The developer is looking to build a skyscraper at 343 Madison between East 44th and 45th Streets, a block-long, vacant lot currently owned by the MTA. But the eye-catching 46-story, 950,000-square-foot tower designed by Kohn Pedersen Fox—shown here for the first time—needs an anchor tenant before it can stand.
BXP, formerly known as Boston Properties, tapped a crack CBRE leasing team to make this possible. The ground-lease agreement with the MTA gives BXP the flexibility to terminate its 99-year leasehold by July 31, 2025, if it does not find a tenant.
BXP was selected to develop the site in 2016. Now, following the demolition of the old MTA headquarters and the sale of a minority stake to Oslo-based Norges Bank Investment Fund last year, the developer hopes to exploit demand in the red-hot Grand Central district. , where SL Green’s new One Vanderbilt was leased almost overnight.
CBRE’s Howard Fiddle said BXP’s “state-of-the-art, highly sustainable tower” will provide “single-seat commuting” from almost everywhere in the tristate area. The CBRE Leasing team also includes Peter Turchin, John Maher, Evan Haskell and Caroline Merk.

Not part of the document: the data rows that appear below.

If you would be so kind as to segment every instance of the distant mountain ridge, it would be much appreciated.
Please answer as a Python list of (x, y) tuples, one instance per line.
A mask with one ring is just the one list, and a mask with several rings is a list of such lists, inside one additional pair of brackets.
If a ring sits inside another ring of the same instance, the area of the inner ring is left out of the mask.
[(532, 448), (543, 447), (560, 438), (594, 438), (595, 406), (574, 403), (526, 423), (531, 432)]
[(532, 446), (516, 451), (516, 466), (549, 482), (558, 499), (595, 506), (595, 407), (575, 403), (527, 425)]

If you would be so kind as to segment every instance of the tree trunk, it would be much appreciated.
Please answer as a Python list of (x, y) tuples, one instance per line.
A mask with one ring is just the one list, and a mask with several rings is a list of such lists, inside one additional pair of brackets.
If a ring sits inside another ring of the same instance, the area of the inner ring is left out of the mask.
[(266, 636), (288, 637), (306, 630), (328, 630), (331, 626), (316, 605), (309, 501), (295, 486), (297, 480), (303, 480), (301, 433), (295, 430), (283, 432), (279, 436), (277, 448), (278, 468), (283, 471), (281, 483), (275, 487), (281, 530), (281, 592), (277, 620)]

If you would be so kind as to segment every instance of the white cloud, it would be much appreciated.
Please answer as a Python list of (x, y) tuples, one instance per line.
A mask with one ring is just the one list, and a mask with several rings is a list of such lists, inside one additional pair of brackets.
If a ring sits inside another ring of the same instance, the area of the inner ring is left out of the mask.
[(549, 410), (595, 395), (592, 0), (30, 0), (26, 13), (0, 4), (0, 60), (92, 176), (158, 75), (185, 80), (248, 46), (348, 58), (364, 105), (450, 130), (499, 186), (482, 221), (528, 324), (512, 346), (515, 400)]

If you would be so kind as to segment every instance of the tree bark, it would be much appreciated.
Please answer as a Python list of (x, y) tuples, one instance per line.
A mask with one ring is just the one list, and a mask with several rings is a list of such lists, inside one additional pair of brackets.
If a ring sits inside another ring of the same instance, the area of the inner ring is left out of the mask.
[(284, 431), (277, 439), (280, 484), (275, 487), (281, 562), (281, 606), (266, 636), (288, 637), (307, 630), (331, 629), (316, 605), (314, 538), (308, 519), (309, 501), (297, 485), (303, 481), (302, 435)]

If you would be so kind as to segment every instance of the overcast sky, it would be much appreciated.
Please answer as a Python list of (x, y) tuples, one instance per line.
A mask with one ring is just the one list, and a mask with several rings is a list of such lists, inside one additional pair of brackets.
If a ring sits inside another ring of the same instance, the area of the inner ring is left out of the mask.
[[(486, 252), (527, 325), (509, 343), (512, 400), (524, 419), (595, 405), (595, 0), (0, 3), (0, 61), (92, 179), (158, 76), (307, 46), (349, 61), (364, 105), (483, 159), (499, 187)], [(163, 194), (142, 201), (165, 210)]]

BXP is already building a new above-ground entrance for the MTA to Grand Central Terminal on the corner of Madison and is being described as the 45th entrance in the first phase of the project.
During a recent investor call, BXP’s executive vice president for New York, Hillary Spann, cited “the tightness in the Park Avenue district with very little Class-A premier workspace available” as a reason for confidence in the tower, which BXP presents itself as stability-driven. All-electric, “zero-carbon premier workplace.”
Features include a double-height lounge and conference space on the 45th and 46th floors, indoor and outdoor dining spaces on “biophilic” terraces overlooking Midtown, and an upscale lobby lounge.
Workplace floors range from 22,000 square feet in the tower to 27,500 square feet on the podium floors.
But as a publicly traded REIT, BXP will need to keep a close eye on the situation. BXP Chairman Douglas Linde told investors in August 2023 that rents would need to rise above $200 per square foot to make the project viable, Crain’s reported.
Although terms of the ground lease were not released, a 2016 MTA Finance Committee document reviewed by Realty Check described a $25 million upfront payment and an increase in ground rent from $6.38 million to $10.3 million over the first five years of a 99-year lease. There was a call to do million dollars. At 26-30 years, the interval should be reset.
Those costs were based on a building with a floor-to-area ratio of 15, as permitted at the time. Under recent rezoning the FAR has increased to 30, and BXP is likely to pay much more to the MTA. BXP declined to comment.